Suddenly I was out on the street. The Kirch Group had gone bankrupt and my job as a football reporter no longer existed after the 2002 World Cup. As a thrifty Lipper, I had saved a bit of money and bought a Tirena 27 for 10,000 euros to sail through the Mediterranean.
Unfortunately, I hadn't realised how expensive the Cote d'Azur is and after a few months I was almost out of money. Low budget had become no budget. I couldn't afford harbour places, I had to fish for food and buy water and wine in cheap supermarkets.
I was almost always anchored somewhere and enjoyed the balmy life of a vagabond. Every few days, however, I had to cheat my way into a harbour to fill up with water, recharge the electricity or get a warm shower.
To fulfil an old dream, one day I drove into the harbour of Saint-Tropez and moored between two Russian mega yachts. Even then, the price for a berth was around 80 euros per night - far beyond my means. I was well hidden between the Russian luxury yachts, moored to the railings and jumped ashore. With a mixture of nervousness and routine, I plugged in my power cable, filled up with water and enjoyed the luxurious warmth of a shower.
As I walked back to my boat smelling fragrant, the harbour master stood there gesticulating wildly and insulting me in French.
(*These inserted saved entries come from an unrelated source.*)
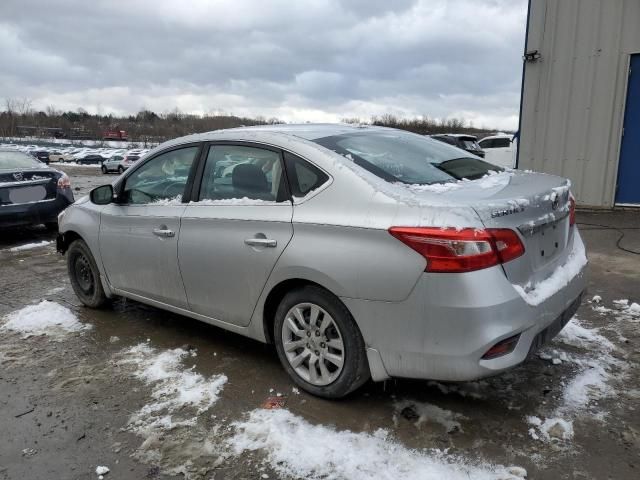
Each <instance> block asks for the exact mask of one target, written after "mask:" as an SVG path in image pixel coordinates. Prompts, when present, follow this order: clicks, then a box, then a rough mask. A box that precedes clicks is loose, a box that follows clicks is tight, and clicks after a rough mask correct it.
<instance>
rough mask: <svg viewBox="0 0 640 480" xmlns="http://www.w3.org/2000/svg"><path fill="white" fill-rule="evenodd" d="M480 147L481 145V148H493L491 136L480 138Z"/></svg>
mask: <svg viewBox="0 0 640 480" xmlns="http://www.w3.org/2000/svg"><path fill="white" fill-rule="evenodd" d="M480 147H482V148H493V139H492V138H488V139H486V140H482V141H481V142H480Z"/></svg>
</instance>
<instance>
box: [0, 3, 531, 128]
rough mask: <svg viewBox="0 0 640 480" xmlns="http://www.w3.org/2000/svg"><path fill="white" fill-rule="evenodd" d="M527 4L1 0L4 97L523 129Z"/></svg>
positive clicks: (51, 100) (123, 111)
mask: <svg viewBox="0 0 640 480" xmlns="http://www.w3.org/2000/svg"><path fill="white" fill-rule="evenodd" d="M526 9H527V1H526V0H415V1H414V0H349V1H347V0H344V1H337V0H335V1H334V0H181V1H177V0H175V1H173V0H127V1H124V0H122V1H118V0H78V1H72V0H56V1H50V0H40V1H38V0H0V98H4V97H28V98H30V99H32V100H33V103H34V107H36V108H39V109H44V108H45V107H46V106H47V105H55V106H56V107H57V108H60V109H65V110H66V109H72V110H75V109H77V108H80V107H82V108H84V109H85V110H87V111H90V112H96V111H99V112H100V113H135V112H137V111H139V110H141V109H143V108H147V109H151V110H154V111H157V112H164V111H169V110H173V109H174V108H176V107H177V108H179V109H180V110H182V111H185V112H193V113H209V112H211V113H213V112H225V113H233V114H236V115H247V116H256V115H263V116H265V117H278V118H280V119H282V120H286V121H289V122H292V121H338V120H340V119H341V118H345V117H360V118H362V119H369V118H370V117H371V116H372V115H382V114H385V113H393V114H396V115H399V116H404V117H412V116H418V115H428V116H430V117H435V118H444V117H458V118H460V117H463V118H465V119H467V120H470V121H473V123H474V125H475V126H487V127H494V128H503V129H507V128H510V129H513V128H516V127H517V123H518V108H519V98H520V79H521V69H522V62H521V56H522V50H523V45H524V35H525V24H526Z"/></svg>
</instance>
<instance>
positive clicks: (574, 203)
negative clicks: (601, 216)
mask: <svg viewBox="0 0 640 480" xmlns="http://www.w3.org/2000/svg"><path fill="white" fill-rule="evenodd" d="M575 224H576V199H575V198H573V195H571V194H569V225H571V226H573V225H575Z"/></svg>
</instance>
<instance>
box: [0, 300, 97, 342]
mask: <svg viewBox="0 0 640 480" xmlns="http://www.w3.org/2000/svg"><path fill="white" fill-rule="evenodd" d="M6 319H7V322H6V323H4V324H3V325H2V326H1V327H0V330H2V331H13V332H19V333H21V334H22V338H29V337H32V336H35V335H47V336H50V337H52V338H56V339H60V338H62V337H64V336H65V335H67V334H69V333H73V332H81V331H83V330H88V329H90V328H92V325H87V324H84V323H81V322H80V321H79V320H78V317H76V316H75V314H74V313H73V312H72V311H71V310H69V309H68V308H67V307H63V306H62V305H60V304H58V303H56V302H50V301H48V300H43V301H41V302H40V303H38V304H35V305H29V306H27V307H24V308H22V309H20V310H17V311H15V312H12V313H10V314H9V315H7V316H6Z"/></svg>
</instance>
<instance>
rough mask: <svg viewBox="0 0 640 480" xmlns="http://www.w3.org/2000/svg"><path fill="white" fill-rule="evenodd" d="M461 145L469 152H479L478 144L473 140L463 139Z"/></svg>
mask: <svg viewBox="0 0 640 480" xmlns="http://www.w3.org/2000/svg"><path fill="white" fill-rule="evenodd" d="M462 144H463V145H464V148H468V149H469V150H480V145H478V142H476V141H475V140H467V139H464V138H463V139H462Z"/></svg>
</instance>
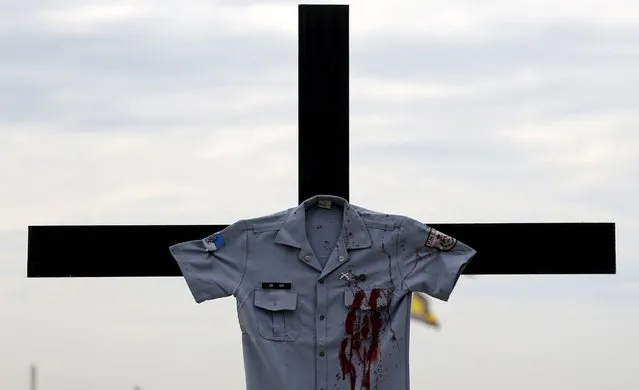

I replied bluntly in German and made up a few new swear words. We finally agreed on English.
"What do you do ere?" he asked me. I stifled a corrective "H" and explained that I had enjoyed a warm shower. I also needed water and electricity for my mega yacht and pointed to my 27 feet.
"You ave to report to the Capitainerie! You can't park ere!" My confession that I simply had no money to pay the harbour fees caused the man's gestures and facial expressions to explode. "J'appelle la police!" he shouted. I let out a feather-light "Excusez-moi". I quickly pulled off the water hose, jumped on board, untied the lines and put the boat into forward gear. The harbour master shouted "Stop Stop", but I wasn't going to let a Louis de Funes lookalike stop me!
When my 15 hp gave full thrust, I knew: "Shit. The power cable." It ripped out of the shore connection box, and with a bang the entire harbour was suddenly without power.
The scene was surreal: a banging short circuit, a completely freaked-out harbour employee, Russians staring in disbelief, a few cheerful tourists and me - the biggest idiot who had ever sailed into the port of St. Tropez.
I drove out of this cursed harbour at full throttle, pulled my power cable on board and was very lucky that nobody came after me. With shaky hands, I finally steered the boat into calmer waters - and vowed to be more discreet in future and not to take the mickey out of any more English-speaking French people.